The FTSEurofirst 300 closed down 0.3 percent at 1,262.61 points on Friday, having hit its highest level since mid-2008 in the previous session.
The euro zone's blue-chip Euro STOXX 50, which on Thursday rose to a level not seen since mid-2011, slipped 0.3 percent, while Germany's DAX, off 0.2 percent, fell back from fresh all-time highs reached in the previous session.
Germany's No. 2 utility RWE AG was among the biggest losers across Europe, down 3.9 percent, after it slashed its dividend.
Adidas also came under pressure, dropping 3 percent after the German sports apparel maker warned on its 2013 profit outlook.
Equity markets took a leg down on Friday after St. Louis Federal Reserve President James Bullard told Bloomberg television that a slowing of asset-purchases in October was possible depending on incoming data.

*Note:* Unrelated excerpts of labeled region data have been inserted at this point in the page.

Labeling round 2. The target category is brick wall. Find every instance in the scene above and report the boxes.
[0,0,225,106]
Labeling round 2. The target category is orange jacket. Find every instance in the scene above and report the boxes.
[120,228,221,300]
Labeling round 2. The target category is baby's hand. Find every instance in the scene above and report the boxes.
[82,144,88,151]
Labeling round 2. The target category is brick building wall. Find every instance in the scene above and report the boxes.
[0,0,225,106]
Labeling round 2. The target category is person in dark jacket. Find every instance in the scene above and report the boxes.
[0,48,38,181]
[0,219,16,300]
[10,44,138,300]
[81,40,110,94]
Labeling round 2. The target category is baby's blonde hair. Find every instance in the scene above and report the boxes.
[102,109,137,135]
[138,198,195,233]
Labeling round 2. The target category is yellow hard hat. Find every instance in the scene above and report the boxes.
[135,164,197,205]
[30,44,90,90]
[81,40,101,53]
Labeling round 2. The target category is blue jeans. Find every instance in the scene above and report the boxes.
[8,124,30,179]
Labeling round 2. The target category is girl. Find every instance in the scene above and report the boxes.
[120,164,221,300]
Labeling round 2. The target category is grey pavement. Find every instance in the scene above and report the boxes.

But analysts say that while a lack of clarity over when U.S. stimulus will be scaled back could unleash volatility into the markets, they remain bullish on European equities given improvements in the global growth picture.
"The end result of everything that (the Fed has) achieved is just to introduce an added source of uncertainty... We are scrambling to put months to the eventual introduction of tapering," Ian Richards, head of equity strategy at Exane BNP Paribas, said.
"I think yesterday's sugar rush was misplaced but ultimately I don't think this materially changes the investment case."
Goldman Sachs, in a note, says it believes that global growth will continue to accelerate through 2014, something it expects to translate into strong earnings growth for the market.
Germany's DAX looks attractive in this context, the investment bank says, noting that it tends to have higher operating leverage than the market and "should therefore gain more as global growth improves".
The DAX trades on a 12-month forward price/earnings ratio of 11.5 times, against the STOXX Europe 600 on a 12.9 times 12-month forward PE, Thomson Reuters Datastream shows.
Flows into European equities from U.S.-based funds accelerated in the week ended Sept. 18, according to Lipper data, with the region's stocks enjoying their third-biggest weekly net inflows since Lipper started to track the data in 1992.
"I wouldn't expect that the asset reallocation and the fund flows which have increasingly focused on Europe will retrace or diminish over the coming months," Richards said.
Some technical analysts anticipate some short-term consolidation on the Euro STOXX 50 as it bridges a gap made on Thursday, but from there expect the index to resume the rally which has seen it jump 7.5 percent from late August lows.
Barclays Capital technical analyst Lynnden Branigan reckons the index could drift towards 2,909, the bottom of the gap, in the coming days, but if it follows this with a higher close, there is "room for that trend to extend to the upside".
His immediate target is around 2,955, Thursday's high, and longer term at the May 2011 highs at about 3,000.